Felicia staggers, squinting. She hasn’t been outside in days. The library grounds are sun-baked, sweltering. To her right, Joel and Ron are working at something inside a truck, and it takes only a moment for Felicia to understand that they’re wrestling with a large body. The dead man is Jeff Thompson—a travesty of broken flesh. In a flash, Felicia can see what happened to him, the malicious bodies shoving their way through the cab on their way to the library doors and windows, crushing him, stabbing at him.
Jeff’s twin brother Pete is standing at a distance, both watching and not watching. He’s twitching with grief and anger while Joel and Ron move the body solemnly, talking strategy. Felicia can sense they’re about to leave. They intend to determine whether the truck is drivable so that they can gather arms from the SWAT truck at the police station.
To her left, Chloe screams, “Here! Here!”
Rick goes zipping past her to help.
Felicia feels dizzy. She turns slowly back to the library, overwhelmed by the voices crashing into her. She needs to focus them, deal with them individually, and help however she can.
Just as she re-enters through the doors, she catches sight of Mai in the north hallway, beyond the book-returns area. Mai freezes as if caught committing a crime. Felicia stops, meets her gaze. Mai’s mind opens to her effortlessly, almost like a scent, a hot odor singeing in Felicia’s sinus cavity—
—could leave through that window and nobody would notice, could jet around the corner and be gone, grab a car and get the fuck out of here, shoulda done that from the start, and why the hell is she staring at me, freaky bitch, what are you looking at? And anyway, fuck her, I can sneak away and no one’s the wiser, I can make it on my own, those things are on the run, I can go home, get
my shit, and drive east, see what I find, there’s no trees out that way, they don’t want anything out there, maybe I’ll find more people alive, sensible people who aren’t into barricading themselves in a place that has a thousand giant windows, for fuck’s sake—
As Mai is about to turn away, Felicia gestures toward her, catching her attention. Mai pauses, watches her curiously.
Felicia shakes her head—
No. Don’t go.
—and pushes out with her consciousness, stirring Mai’s mindscape.

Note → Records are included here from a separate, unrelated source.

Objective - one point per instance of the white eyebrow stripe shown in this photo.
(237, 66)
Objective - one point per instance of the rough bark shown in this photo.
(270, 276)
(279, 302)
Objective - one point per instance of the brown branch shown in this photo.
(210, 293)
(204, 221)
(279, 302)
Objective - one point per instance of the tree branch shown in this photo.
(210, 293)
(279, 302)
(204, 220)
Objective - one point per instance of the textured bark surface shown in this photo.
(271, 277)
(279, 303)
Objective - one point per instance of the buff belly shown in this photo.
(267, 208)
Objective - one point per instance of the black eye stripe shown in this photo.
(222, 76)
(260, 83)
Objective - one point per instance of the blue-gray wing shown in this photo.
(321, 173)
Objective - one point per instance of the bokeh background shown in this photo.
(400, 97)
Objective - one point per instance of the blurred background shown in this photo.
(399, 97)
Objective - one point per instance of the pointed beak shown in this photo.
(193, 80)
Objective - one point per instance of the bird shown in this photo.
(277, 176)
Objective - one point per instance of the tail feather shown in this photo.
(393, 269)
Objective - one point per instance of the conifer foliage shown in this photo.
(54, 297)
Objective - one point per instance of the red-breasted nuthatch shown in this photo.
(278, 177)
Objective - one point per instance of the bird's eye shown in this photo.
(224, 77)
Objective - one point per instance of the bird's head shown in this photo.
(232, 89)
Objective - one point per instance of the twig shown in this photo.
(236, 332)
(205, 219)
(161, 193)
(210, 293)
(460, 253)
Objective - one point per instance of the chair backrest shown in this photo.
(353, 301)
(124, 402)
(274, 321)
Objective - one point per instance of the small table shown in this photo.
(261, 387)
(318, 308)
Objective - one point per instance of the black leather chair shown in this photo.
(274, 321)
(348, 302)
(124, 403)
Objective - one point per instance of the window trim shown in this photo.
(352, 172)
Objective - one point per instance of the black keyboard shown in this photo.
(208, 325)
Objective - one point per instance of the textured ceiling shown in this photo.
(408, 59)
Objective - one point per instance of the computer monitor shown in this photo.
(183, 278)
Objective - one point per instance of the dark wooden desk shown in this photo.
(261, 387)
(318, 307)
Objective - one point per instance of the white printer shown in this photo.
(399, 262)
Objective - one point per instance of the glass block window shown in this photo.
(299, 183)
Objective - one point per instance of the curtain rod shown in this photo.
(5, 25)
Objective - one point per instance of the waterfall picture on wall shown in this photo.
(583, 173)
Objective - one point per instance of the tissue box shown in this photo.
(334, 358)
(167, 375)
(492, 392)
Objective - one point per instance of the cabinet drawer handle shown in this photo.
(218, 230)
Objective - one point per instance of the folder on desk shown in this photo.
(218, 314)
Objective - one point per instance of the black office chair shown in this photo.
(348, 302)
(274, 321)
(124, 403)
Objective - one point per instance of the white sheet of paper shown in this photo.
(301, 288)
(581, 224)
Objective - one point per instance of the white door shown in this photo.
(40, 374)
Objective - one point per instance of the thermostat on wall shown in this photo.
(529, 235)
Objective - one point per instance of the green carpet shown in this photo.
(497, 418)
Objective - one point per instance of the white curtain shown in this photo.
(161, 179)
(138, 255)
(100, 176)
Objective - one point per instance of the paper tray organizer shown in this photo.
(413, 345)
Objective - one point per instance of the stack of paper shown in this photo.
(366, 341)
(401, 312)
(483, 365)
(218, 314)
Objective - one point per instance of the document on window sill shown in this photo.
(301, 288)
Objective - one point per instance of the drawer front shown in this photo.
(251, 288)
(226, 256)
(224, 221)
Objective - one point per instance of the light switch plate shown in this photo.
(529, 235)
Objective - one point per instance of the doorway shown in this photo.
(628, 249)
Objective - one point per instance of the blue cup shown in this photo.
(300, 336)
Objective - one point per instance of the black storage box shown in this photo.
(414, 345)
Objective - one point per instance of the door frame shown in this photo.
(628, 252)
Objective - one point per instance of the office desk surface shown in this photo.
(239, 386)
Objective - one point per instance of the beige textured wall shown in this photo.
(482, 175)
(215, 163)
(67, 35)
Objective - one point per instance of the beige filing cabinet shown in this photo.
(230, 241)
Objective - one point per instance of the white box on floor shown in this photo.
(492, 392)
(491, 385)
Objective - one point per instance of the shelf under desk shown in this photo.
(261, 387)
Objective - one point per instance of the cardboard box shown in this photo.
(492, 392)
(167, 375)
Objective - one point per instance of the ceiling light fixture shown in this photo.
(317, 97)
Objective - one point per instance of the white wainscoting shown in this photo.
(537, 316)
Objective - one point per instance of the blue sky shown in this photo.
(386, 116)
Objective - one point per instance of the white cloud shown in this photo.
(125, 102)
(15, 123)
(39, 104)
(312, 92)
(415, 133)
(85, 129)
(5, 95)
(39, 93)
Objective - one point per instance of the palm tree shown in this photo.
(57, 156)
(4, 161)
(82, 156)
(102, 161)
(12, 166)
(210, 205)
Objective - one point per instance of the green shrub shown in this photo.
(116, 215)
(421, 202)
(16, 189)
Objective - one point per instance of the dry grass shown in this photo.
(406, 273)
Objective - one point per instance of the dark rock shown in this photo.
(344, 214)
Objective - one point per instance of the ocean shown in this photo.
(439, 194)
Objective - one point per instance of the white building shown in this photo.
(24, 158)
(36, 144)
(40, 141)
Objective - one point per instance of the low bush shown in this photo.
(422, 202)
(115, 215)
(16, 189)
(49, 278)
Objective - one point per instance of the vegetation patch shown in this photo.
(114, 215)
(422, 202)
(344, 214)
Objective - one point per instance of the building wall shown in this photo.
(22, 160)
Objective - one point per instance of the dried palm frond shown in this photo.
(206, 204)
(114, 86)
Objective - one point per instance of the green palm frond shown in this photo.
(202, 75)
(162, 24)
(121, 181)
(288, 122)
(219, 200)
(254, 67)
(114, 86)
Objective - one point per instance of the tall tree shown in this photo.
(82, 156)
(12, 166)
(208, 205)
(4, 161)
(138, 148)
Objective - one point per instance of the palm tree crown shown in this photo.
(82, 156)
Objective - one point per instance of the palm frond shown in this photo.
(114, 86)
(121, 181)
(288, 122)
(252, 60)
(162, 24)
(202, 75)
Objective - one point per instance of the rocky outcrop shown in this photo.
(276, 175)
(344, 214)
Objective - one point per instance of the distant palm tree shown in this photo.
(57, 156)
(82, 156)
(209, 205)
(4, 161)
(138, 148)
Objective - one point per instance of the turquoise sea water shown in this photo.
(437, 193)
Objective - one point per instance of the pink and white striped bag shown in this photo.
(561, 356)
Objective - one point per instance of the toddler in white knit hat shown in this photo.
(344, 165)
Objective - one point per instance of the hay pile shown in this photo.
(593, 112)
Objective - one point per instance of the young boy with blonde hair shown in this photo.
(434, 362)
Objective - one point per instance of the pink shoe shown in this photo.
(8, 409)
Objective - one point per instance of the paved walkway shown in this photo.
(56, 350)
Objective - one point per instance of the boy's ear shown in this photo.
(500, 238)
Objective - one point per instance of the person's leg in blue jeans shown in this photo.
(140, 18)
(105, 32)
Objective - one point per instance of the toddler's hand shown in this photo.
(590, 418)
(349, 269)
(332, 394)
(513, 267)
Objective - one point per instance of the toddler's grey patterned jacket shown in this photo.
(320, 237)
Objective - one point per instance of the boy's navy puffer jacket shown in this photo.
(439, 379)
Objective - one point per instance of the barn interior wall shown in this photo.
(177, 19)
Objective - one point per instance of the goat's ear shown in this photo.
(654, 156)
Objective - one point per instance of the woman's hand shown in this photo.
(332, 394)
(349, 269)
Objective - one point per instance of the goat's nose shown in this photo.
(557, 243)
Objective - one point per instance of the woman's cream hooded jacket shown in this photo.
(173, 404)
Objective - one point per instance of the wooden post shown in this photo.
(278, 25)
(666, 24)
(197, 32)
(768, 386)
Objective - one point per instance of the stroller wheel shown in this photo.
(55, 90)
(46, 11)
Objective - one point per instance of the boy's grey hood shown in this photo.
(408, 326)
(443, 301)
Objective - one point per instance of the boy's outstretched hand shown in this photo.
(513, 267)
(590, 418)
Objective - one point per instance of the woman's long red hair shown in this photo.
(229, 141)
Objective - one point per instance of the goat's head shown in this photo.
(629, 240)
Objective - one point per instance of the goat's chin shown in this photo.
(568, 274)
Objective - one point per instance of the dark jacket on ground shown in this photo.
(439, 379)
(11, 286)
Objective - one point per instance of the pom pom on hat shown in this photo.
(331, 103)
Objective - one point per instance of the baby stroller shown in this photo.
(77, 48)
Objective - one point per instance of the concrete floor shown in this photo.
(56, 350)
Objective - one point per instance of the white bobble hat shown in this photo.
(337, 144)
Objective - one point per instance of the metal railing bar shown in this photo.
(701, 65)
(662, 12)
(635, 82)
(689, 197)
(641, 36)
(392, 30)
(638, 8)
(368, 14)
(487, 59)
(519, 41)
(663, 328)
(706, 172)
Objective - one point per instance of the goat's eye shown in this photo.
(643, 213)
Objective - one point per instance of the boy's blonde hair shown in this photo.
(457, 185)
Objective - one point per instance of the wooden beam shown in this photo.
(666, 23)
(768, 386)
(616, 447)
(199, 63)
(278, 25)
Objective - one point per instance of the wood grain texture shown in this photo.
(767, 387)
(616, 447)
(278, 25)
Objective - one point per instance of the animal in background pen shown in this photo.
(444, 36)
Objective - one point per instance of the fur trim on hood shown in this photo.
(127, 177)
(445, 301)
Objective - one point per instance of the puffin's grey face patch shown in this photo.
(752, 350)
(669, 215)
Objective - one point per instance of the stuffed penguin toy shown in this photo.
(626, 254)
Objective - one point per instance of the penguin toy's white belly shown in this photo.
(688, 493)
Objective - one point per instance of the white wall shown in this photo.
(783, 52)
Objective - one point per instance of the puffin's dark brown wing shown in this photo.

Mai stares, opens her mouth, then closes it. She disappears from view.
Felicia isn’t entirely sure what she’s done. Mai’s personality is so strong that her thoughts appeared vivid and urgent to her. Or perhaps it was only proximity and focus. Felicia swallows hard, painfully, as she turns back to the bodies at the checkout area.
Chloe brings in another one, a teenaged female, naked, broken.
“See if you can help her,” Chloe says. “I don’t see much bleeding on this one. Check her mouth.” She sets the body down carefully on the carpet, but the girl cries out harshly.
Felicia nods at Chloe, already focusing, and Chloe rushes away, out the door.
The girl’s name is Abby, she can discern that as if it’s written across her flesh in blood. Abby’s mind latches on to Felicia’s, smoothly though desperately, in confusion—there’s an awareness that they’re both still attuned to the strangers’ web of souls, that they’ve retained this vital thing, and they’re unsure how to use it as humans. They communicate this awareness in a mere sliver of a moment.
Abby shares something in common with the other three bodies lying in a row along this wall. Felicia looks down the row. A young man named Jake, staring at her with wet eyes, his hot breath moving quickly in hyperventilation, his face hastily bandaged. A girl called Sofia, eyes tightly closed, dealing with her pain. A boy named Oliver, also watching her, his mouth open, sap and splinters smeared across his forehead, his unruly hair stiffened into bloody stalagmites.